REVELAÇÃO

               
REVELAÇÃO= apo (preposição, retirar) kalufz / kaluptw (verbo, esconder) = descobrir , tirar o véu. É algo que já existia e começa-se a apresentar.

1.    INTRODUÇÃO[1]
A primeira carta de São Paulo a Timóteo diz que Deus, “habita em luz inacessível”, entretanto nos diz o Catecismo da Igreja Católica que, “Aprouve a Deus, em sua bondade e sabedoria, revelar-se a si mesmo e tornar conhecido o mistério da sua vontade” [2]. Disto pode-se deduzir que Deus se manifesta de modos diferentes:
a)    O humano tem a possibilidade de descobrir e conhecer Deus em virtude da sua natureza espiritual e racional. Esta revelação é um chegar a Deus através da criação de uma maneira racional (cf. Sb 13, 1-15; Rm 1, 19-20; CIC 50).
b)    Mediante modos acessíveis ao humano apenas pela via sobrenatural (fé), isto é, pela manifestação do Mistério escondido em Deus (1Cor 2, 7-10; CIC 50).

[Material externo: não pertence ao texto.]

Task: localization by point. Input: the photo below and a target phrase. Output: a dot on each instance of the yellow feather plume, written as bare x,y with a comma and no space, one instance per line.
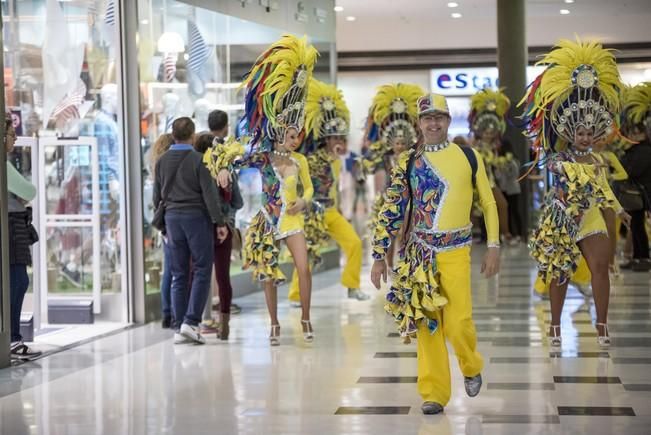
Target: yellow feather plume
637,102
490,100
382,106
323,101
557,85
284,57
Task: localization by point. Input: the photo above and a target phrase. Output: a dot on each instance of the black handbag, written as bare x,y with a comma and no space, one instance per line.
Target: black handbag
632,196
158,221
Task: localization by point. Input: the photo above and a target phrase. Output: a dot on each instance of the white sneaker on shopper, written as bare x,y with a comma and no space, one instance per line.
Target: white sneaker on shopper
355,293
192,333
180,339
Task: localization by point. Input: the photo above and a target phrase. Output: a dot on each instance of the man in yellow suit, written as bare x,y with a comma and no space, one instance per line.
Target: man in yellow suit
429,201
326,126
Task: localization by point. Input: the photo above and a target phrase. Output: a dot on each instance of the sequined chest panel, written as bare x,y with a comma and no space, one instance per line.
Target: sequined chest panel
271,189
429,191
323,178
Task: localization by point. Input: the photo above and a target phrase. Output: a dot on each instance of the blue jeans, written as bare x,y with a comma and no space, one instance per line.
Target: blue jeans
166,282
19,282
190,235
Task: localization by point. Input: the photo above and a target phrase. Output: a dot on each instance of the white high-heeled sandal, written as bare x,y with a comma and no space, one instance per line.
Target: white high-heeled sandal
603,340
308,334
555,339
274,336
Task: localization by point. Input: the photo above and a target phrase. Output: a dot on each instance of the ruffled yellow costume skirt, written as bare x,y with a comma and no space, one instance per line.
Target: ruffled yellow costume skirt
261,251
414,294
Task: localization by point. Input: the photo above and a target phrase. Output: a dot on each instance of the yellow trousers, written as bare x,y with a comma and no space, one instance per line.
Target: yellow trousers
455,324
342,232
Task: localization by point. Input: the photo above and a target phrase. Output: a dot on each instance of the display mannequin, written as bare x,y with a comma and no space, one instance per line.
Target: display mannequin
170,103
202,108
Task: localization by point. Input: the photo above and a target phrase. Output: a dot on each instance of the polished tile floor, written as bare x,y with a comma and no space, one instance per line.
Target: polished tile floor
356,378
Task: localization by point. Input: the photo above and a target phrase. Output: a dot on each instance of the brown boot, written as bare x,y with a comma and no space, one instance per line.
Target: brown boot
223,326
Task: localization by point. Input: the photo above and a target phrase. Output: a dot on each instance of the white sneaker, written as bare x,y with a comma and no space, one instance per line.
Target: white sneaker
180,339
355,293
192,333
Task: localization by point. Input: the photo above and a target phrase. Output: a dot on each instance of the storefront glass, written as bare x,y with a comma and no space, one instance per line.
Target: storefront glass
62,89
192,61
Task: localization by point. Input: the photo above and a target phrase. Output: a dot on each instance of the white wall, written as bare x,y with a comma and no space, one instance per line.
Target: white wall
424,33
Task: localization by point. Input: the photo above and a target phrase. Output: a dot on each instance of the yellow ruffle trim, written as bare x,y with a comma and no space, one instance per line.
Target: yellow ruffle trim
260,251
553,243
222,156
414,295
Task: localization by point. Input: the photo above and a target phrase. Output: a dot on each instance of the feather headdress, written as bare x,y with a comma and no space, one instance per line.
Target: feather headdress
276,88
326,113
579,87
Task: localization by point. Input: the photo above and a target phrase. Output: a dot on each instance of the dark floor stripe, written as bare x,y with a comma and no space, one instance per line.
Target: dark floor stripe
595,410
637,387
520,419
587,380
520,360
579,355
373,410
395,355
387,380
515,342
496,327
521,386
631,360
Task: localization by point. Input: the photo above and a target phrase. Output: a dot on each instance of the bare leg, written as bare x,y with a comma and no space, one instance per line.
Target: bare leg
609,217
298,249
390,254
503,213
556,300
271,296
596,251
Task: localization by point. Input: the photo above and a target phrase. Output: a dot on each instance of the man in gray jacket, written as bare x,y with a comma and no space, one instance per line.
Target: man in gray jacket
192,213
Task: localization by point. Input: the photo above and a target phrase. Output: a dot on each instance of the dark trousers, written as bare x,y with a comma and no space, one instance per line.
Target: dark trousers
190,235
223,272
166,282
515,222
19,282
640,239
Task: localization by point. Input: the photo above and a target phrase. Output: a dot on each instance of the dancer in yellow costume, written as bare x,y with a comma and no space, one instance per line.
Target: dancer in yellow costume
274,116
430,199
392,130
567,108
486,119
326,126
581,278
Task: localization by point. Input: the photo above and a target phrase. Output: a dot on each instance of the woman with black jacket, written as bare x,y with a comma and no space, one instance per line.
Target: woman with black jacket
22,236
637,162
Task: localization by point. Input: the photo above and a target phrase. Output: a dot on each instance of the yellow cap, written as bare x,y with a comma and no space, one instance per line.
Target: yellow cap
432,103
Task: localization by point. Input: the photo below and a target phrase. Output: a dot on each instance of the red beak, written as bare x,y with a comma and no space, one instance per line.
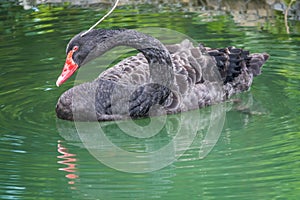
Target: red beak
69,68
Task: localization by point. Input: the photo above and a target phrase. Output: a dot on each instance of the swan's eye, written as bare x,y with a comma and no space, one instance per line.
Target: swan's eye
75,48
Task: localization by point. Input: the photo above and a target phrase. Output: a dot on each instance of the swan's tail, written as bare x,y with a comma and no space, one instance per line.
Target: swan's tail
232,61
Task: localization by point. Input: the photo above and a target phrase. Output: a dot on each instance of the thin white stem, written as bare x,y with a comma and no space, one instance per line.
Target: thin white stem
286,16
98,22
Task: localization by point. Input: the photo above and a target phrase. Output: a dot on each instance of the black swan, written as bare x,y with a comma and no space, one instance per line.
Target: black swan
175,78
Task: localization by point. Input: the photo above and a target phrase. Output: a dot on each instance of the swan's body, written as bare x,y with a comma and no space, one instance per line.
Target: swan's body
178,77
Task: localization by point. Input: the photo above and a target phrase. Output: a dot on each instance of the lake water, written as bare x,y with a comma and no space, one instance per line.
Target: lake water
245,151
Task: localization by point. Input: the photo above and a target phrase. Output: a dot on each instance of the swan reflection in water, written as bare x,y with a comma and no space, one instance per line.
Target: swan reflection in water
153,143
200,130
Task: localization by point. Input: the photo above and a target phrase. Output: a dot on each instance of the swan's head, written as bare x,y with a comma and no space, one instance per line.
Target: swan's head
83,48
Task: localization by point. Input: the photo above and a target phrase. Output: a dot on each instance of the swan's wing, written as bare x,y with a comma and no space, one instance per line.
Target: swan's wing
133,70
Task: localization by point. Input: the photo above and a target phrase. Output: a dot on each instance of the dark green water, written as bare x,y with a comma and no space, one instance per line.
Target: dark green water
255,152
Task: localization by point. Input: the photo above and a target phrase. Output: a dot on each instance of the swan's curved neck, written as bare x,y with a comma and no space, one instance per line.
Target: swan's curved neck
158,57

2.    ALGUMAS OBJEÇÕES EM RELAÇÃO À REVELAÇÃO

a)    Ciência: questiona se há mesmo um Deus. Já a partir do séc. XVI a Igreja travará uma longa luta contra a ciência.
b)    Credibilidade: isto é, já fazem mais de 2000 anos da mensagem de Jesus que contemplava palavra sobre o amor, a justiça, o perdão, entretanto não existe nenhuma civilização com estas características.
c)    Diálogo: na história não há um reconhecimento de outras culturas por parte da Igreja, soma-se a isso o fato que se o Evangelho é uma Boa Notícia assim não se apresentou para os povos indígenas, negros, mulheres, etc.

3.    DESAFIOS DA MODERNIDADE A REVELAÇÃO

a)    O Império da razão: reivindica a razoabilidade, isto é, busca a dimensão meramente racional, tudo deve passar pelo crivo da razão, mas a revelação exige um salto a mais, que é a dimensão misteriosa (fé).
b)    Discurso da liberdade: reivindica a liberdade de viver, por exemplo, ser livre para escolher ou não uma religião, dizer sim ou não à Deus.
c)    Busca da Felicidade: reivindica a busca da felicidade a partir do ponto de vista subjetivo, uma felicidade centrada em si mesmo.
d)    Reflexos da modernidade: muitas contradições é isto que ocorreu durante todo o discurso da modernidade, como por exemplo:
d1) séculos IX – XV = cristandade (fé, a religião é o centro);
d2) séculos XVI – XX = modernidade (razão, o homem é o centro);
d3) séculos XX – XXI = pós-modernidade (crise, tudo é relativo).


4.    A PEDAGOGIA DIVINA E AS NECESSÁRIAS ETAPAS NA COMPREENSÃO DO PROJETO DE DEUS.

ü  Sl 137,9; Nm 33; Ex 11. Como entender esses textos? Em face de aparente discrepância entre os dois testamentos. Veja que nos diz o texto do Concílio Vaticano:

Os livros do Antigo Testamento, em conformidade com a condição do gênero humano dos tempos anteriores à salvação realizada por Cristo, manifestam a todos o conhecimento de Deus e do homem e os modos pelos quais o justo e misterioso Deus trata com os homens. Estes livros, embora contenham também algumas coisas imperfeitas e transitórias manifestam, contudo, a verdadeira pedagogia divina (DV 15).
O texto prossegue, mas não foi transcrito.